Under the Hood: How LLMs Spend Their Time

LLMs are usually treated as big black boxes, and I don’t really like black boxes.

I think one of the nicest ways to approach black boxes in the software world is performance analysis.

So we’re going to run a few experiments.

The setup

We’ll use a small language model that we can run ourselves, without having to sell our house to do it.

The model is: https://huggingface.co/microsoft/Phi-3-mini-4k-instruct-gguf

This is Phi-3 Mini — a relatively small model with 3.8B parameters from Microsoft, using the 4k context-length variant.

We’ll use huggingface_hub to download the model and llama_cpp to run it.

https://medium.com/media/92abef2a3f22c68376e568127a8fdb87/href

So what the hell is actually happening here?

We import llama_cpp, a highly optimized library for running LLMs efficiently.

from huggingface_hub import hf_hub_download

We configure the model name and file, specifically selecting Phi-3 with FP16 weights.

FP16 indicates that each model weight is stored as a 16-bit value, preserving relatively high precision.

model_name = "microsoft/Phi-3-mini-4k-instruct-gguf"
model_file = "Phi-3-mini-4k-instruct-fp16.gguf"
model_path = hf_hub_download(model_name, filename=model_file)

Loading the model — this step initializes the engine and allocates memory.

llm = Llama(
    model_path=model_path,
    n_gpu_layers=-1,
    n_ctx=4096,
    verbose=True
)

n_gpu_layers = -1 means all layers of the model are loaded directly into the GPU VRAM. In our case, that’s roughly 8 GB of model weights sitting right in VRAM, giving the GPU fast access to the model.
n_ctx = 4096 reserves a fixed number of tokens for both input and output.

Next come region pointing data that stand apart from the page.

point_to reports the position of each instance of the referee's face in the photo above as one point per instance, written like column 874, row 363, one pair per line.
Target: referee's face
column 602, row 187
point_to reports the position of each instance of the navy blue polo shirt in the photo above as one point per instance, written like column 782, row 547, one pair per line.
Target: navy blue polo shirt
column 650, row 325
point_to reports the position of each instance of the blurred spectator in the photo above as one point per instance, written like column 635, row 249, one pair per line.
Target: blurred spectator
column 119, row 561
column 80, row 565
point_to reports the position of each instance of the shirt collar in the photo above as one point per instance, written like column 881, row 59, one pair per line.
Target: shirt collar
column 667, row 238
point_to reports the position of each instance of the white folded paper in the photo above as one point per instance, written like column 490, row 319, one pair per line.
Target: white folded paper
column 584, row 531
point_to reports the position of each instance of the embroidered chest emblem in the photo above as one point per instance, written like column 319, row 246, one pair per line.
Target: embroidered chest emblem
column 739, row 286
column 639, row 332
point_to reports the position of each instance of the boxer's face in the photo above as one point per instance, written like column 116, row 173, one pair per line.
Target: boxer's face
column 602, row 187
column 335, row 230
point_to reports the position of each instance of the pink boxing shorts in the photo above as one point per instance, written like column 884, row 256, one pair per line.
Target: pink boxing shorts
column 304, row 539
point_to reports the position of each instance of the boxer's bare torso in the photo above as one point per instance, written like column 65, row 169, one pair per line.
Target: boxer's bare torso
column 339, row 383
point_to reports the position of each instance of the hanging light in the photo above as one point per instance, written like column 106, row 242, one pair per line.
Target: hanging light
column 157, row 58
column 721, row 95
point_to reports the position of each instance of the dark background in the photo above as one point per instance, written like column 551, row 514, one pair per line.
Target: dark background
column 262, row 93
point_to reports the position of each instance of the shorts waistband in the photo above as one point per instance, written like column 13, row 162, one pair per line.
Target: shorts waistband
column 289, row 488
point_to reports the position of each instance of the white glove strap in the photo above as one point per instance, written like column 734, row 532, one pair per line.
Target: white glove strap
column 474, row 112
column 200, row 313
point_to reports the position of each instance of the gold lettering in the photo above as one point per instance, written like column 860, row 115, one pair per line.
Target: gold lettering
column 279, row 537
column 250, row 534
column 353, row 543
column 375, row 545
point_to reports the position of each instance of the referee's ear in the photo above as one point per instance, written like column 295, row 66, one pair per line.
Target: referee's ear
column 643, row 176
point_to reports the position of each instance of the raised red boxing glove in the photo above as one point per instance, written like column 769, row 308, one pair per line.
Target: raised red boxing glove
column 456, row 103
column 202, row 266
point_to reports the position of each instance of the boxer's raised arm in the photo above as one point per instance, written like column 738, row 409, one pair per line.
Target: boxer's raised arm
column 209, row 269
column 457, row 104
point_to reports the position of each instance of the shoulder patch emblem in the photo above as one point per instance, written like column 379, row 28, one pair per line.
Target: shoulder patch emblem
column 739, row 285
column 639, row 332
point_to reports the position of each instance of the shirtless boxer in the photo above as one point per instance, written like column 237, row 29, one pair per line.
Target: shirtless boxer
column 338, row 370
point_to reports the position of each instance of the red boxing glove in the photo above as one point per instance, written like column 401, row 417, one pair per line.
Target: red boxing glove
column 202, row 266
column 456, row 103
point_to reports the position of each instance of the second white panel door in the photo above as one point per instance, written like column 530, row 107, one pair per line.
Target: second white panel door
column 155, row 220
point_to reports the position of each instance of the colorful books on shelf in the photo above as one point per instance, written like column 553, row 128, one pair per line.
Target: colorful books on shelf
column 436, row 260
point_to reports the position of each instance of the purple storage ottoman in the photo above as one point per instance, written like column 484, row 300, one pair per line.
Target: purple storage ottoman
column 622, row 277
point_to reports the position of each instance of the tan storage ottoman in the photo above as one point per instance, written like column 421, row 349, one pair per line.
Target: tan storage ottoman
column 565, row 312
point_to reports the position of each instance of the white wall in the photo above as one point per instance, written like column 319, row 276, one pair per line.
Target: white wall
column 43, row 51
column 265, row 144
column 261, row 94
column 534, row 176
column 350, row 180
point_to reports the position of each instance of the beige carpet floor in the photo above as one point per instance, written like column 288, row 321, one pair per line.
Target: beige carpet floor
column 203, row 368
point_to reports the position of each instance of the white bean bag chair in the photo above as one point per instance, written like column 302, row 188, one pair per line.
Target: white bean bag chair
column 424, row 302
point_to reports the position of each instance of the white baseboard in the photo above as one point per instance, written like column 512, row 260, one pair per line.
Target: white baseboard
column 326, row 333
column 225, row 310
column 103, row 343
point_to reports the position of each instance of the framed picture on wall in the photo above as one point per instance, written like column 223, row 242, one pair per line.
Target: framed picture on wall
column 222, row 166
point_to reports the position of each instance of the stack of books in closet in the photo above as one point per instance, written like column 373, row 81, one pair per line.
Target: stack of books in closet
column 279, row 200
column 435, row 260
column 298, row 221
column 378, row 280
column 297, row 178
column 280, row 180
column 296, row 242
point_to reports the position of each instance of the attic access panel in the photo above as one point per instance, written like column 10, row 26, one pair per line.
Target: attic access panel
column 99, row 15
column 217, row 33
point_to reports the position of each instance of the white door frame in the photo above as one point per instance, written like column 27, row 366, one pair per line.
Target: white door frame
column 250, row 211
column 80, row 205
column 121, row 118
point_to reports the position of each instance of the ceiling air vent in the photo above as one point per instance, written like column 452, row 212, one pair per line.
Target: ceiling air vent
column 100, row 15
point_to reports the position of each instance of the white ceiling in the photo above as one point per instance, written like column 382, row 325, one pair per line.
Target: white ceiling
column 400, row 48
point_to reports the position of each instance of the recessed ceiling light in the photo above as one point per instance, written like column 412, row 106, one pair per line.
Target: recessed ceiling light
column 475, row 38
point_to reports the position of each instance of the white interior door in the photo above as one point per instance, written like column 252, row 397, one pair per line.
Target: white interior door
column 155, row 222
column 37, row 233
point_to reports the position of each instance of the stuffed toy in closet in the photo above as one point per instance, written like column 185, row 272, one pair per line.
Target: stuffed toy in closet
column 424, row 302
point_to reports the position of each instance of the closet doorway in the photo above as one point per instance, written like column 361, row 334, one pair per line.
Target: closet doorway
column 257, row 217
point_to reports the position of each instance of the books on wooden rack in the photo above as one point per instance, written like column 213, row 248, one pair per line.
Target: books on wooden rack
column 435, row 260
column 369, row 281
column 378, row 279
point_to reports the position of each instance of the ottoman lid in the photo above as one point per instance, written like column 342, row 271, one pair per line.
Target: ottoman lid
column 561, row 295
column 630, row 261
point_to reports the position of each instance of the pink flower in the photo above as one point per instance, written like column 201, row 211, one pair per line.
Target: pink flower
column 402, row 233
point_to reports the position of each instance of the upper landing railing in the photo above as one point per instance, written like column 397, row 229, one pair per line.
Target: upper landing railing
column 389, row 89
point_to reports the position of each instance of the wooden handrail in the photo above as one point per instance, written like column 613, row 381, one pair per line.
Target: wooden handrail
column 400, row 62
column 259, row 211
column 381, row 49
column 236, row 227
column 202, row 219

This directly affects how much VRAM is needed to store the context.
verbose=True lets us see detailed logs during both loading and execution.

We’re using a Google Colab T4 GPU with 16 GB of VRAM, which means it can comfortably run this small model — and then some.

First experiment — discovery begins

Alright, great! We’ve got a model. Let’s run our very first, very naive performance check.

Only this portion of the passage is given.